Cyberterrorism: Will Russia, China and/or ISIS turn off our electrical power?
We just got this press release about an important conference on Newport.
Two of the best-known publishers of energy newsletters, Sam Spencer, who publishes Smart Grid Today and Power Markets Today and Llewellyn King, who founded The Energy Daily and produces and hosts White House Chronicle, on PBS, are teaming up with the Pell Center at Salve Regina University on a comprehensive conference on cybersecurity in the utility industry.
“Grid cybersecurity is one of the critical frontiers in the security of the U.S. infrastructure system,” King said.
The conference will be held Sept. 26-29, 2016 at Salve Regina University in Newport. “In this scholarly setting the industry can learn best practices; cybersecurity vendors and others can get down to granular issues that aren’t easily discussed in the office setting,” Spencer said.
The “Newport Conference” will bring together utility IT officers, managers, first responder teams as well as vendors of firewalls, alarms and other security systems for utilities.
“The utility industry is undergoing great changes in its structure. It is being reshaped by disruptive technologies, environmental pressures and social expectations.

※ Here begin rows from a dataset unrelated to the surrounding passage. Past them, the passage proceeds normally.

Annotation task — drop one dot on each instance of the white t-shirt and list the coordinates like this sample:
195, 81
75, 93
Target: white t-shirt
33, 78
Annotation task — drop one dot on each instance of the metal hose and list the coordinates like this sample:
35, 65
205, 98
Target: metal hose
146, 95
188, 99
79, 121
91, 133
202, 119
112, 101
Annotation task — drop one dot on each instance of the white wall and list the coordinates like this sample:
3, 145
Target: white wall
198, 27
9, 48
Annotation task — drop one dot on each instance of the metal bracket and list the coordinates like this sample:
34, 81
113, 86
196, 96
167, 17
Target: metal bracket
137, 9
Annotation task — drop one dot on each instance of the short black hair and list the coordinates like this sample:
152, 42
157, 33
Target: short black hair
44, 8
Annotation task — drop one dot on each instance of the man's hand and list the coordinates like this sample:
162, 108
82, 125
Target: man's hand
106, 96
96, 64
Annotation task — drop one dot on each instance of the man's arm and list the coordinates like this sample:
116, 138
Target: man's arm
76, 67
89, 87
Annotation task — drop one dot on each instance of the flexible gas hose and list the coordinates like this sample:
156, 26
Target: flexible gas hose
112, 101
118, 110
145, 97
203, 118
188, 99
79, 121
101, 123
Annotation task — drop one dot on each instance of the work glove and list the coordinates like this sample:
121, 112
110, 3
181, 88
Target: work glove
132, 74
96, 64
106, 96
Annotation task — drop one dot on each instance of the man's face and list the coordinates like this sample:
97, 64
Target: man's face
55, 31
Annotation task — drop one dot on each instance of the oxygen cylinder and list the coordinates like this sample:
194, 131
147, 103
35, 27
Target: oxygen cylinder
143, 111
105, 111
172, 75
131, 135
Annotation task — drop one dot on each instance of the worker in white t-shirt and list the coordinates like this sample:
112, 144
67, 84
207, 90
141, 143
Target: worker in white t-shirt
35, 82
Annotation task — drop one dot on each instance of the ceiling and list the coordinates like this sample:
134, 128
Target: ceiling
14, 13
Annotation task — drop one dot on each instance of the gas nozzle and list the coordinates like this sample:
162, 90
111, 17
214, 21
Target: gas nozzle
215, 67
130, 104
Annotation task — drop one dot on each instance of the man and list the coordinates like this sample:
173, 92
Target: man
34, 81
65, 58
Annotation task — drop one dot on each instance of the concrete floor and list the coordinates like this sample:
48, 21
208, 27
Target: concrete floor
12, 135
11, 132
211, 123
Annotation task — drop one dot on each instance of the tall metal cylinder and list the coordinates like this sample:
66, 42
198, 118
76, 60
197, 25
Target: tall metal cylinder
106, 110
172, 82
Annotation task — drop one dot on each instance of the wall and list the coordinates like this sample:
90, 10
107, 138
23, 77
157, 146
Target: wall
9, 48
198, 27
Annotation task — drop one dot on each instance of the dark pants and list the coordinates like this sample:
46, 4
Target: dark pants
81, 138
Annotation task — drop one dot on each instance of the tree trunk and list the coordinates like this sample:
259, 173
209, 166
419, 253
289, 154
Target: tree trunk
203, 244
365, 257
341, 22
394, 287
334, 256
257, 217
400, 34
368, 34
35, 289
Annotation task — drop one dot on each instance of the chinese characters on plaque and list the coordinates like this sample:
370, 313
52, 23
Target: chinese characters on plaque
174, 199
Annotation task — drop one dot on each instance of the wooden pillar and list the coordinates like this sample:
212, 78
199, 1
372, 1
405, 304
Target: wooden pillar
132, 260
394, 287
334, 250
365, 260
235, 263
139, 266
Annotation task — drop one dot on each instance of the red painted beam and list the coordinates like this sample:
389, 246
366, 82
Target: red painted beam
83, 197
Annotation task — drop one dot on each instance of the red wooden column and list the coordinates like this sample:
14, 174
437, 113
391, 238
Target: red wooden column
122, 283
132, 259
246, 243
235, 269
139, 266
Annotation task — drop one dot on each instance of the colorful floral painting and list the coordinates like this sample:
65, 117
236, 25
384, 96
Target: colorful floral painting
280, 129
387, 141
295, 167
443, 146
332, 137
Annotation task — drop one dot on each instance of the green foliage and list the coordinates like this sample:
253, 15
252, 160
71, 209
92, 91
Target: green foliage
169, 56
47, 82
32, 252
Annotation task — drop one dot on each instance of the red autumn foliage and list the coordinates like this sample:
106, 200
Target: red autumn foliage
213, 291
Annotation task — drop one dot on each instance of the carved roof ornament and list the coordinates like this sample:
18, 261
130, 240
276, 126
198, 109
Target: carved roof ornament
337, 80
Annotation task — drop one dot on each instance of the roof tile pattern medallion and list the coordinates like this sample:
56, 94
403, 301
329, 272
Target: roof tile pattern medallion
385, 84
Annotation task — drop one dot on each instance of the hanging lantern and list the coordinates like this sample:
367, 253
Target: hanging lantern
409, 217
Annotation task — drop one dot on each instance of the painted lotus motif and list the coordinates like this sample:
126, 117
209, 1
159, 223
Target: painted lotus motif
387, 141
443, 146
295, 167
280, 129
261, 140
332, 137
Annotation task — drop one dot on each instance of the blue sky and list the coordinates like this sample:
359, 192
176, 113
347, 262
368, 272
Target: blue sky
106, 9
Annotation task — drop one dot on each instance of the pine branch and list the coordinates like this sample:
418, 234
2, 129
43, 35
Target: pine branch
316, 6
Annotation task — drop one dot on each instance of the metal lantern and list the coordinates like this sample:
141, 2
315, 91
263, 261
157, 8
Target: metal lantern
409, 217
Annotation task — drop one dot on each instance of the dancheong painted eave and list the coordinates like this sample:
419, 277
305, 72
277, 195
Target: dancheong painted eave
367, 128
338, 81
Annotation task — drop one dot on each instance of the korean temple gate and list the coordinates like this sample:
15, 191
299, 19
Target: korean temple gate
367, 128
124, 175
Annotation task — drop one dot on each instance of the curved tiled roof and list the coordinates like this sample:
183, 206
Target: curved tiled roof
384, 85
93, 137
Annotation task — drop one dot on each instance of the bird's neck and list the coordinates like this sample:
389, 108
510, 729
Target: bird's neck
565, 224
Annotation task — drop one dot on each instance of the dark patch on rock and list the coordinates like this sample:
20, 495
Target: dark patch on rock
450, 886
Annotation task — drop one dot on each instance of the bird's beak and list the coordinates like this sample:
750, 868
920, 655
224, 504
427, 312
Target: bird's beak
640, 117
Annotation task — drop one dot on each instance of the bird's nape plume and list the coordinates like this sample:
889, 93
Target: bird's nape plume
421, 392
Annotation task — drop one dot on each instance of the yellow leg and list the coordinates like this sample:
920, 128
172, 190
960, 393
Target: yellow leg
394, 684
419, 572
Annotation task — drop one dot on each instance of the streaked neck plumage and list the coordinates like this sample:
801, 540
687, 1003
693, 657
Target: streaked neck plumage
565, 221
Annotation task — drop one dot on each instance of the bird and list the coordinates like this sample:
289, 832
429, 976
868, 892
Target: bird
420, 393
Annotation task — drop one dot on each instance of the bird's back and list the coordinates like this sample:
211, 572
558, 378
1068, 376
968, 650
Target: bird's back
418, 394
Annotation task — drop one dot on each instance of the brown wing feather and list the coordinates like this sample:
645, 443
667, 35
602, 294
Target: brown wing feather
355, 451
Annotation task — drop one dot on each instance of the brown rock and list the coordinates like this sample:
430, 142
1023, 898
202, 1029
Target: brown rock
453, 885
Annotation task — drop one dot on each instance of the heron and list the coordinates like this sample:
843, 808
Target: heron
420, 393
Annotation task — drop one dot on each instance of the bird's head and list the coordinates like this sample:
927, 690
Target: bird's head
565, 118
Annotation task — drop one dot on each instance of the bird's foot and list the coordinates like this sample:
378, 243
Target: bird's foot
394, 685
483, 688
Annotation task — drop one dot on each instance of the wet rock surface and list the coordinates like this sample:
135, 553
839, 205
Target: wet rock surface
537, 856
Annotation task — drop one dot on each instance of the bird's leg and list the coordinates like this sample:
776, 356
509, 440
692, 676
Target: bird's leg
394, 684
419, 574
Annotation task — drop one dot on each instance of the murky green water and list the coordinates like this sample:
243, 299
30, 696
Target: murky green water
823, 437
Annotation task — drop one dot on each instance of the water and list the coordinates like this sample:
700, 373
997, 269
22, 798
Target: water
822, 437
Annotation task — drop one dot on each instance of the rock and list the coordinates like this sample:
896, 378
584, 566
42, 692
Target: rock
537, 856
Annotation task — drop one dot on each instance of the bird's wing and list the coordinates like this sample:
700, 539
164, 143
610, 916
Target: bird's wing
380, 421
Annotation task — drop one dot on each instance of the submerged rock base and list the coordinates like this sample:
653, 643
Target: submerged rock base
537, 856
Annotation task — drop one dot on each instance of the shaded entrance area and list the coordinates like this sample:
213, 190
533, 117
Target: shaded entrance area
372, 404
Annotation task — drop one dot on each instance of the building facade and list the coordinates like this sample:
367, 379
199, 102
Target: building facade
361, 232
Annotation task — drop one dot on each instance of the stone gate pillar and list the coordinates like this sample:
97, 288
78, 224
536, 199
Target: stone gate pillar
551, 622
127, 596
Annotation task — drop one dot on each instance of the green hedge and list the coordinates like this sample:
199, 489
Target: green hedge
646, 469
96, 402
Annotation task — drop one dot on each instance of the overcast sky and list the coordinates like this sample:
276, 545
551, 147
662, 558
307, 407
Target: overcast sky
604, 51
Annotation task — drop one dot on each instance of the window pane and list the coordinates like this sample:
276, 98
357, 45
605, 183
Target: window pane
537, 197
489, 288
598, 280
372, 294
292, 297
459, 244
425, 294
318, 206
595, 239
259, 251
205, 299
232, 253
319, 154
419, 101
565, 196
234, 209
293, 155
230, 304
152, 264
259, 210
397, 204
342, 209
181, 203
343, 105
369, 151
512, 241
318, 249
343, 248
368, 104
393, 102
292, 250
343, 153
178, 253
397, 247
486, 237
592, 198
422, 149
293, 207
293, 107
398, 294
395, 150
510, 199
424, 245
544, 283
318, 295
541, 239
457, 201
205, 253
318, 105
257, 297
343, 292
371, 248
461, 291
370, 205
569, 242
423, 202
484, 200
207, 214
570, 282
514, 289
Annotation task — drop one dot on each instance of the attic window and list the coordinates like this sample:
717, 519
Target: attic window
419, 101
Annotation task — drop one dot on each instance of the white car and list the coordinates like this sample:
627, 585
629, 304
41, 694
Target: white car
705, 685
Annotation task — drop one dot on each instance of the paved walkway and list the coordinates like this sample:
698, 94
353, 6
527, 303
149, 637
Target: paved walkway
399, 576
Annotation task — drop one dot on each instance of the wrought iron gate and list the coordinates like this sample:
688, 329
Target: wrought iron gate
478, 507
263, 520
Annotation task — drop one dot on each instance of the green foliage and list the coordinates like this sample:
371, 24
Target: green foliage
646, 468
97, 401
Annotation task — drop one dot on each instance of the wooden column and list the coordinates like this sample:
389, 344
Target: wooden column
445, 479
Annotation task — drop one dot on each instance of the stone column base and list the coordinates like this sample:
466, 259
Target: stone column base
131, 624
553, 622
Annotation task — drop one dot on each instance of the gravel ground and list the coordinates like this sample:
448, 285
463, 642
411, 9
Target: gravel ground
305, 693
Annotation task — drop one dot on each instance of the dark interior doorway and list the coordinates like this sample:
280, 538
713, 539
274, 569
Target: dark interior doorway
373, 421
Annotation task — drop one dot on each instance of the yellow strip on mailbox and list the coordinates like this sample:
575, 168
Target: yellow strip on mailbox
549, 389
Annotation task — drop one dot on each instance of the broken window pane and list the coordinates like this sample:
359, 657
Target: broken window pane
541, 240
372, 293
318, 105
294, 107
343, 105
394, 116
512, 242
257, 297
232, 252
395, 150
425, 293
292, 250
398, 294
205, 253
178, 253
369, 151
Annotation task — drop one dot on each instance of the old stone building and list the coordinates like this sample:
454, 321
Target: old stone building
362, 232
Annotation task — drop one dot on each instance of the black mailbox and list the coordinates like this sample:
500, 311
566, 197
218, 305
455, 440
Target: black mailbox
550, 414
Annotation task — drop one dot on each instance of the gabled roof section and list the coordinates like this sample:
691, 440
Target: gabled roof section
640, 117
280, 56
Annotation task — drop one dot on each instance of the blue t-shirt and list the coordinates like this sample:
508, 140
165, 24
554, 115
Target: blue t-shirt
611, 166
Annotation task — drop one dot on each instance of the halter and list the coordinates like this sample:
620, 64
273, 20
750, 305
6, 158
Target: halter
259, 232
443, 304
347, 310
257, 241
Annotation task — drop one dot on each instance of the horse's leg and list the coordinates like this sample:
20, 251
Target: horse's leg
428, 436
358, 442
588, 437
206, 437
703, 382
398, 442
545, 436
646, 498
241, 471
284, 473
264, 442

“More and more, the old grid is giving way to the new grid in a sophisticated, computer-dominated world where the enemy could be in any line of code, any weak link in the industry,” Spencer said.
King added: “The first goal of modern warfare is to take out the electrical supply, and the rest follows from there. As a result, those who wish to do harm to a country — and to the United States, in particular — are aware that without electricity, a great nation is paralyzed.”
He said that he saw the precursor to this kind of havoc back in 1965, when most of the Northeast went dark. That was incredible but today, with more reliance on electricity throughout the life of the nation, things would be even worse.
King and Spencer said enemies, both state and non-state (like ISIS), are hard at work probing our cyber-defenses, seeking weakness and waiting to strike.
“We want to advance the understanding of the threat as well as to ensure that the best practices in cybersecurity are being followed as the grid itself changes into something new and even more electronically interconnected than in the past,” they said.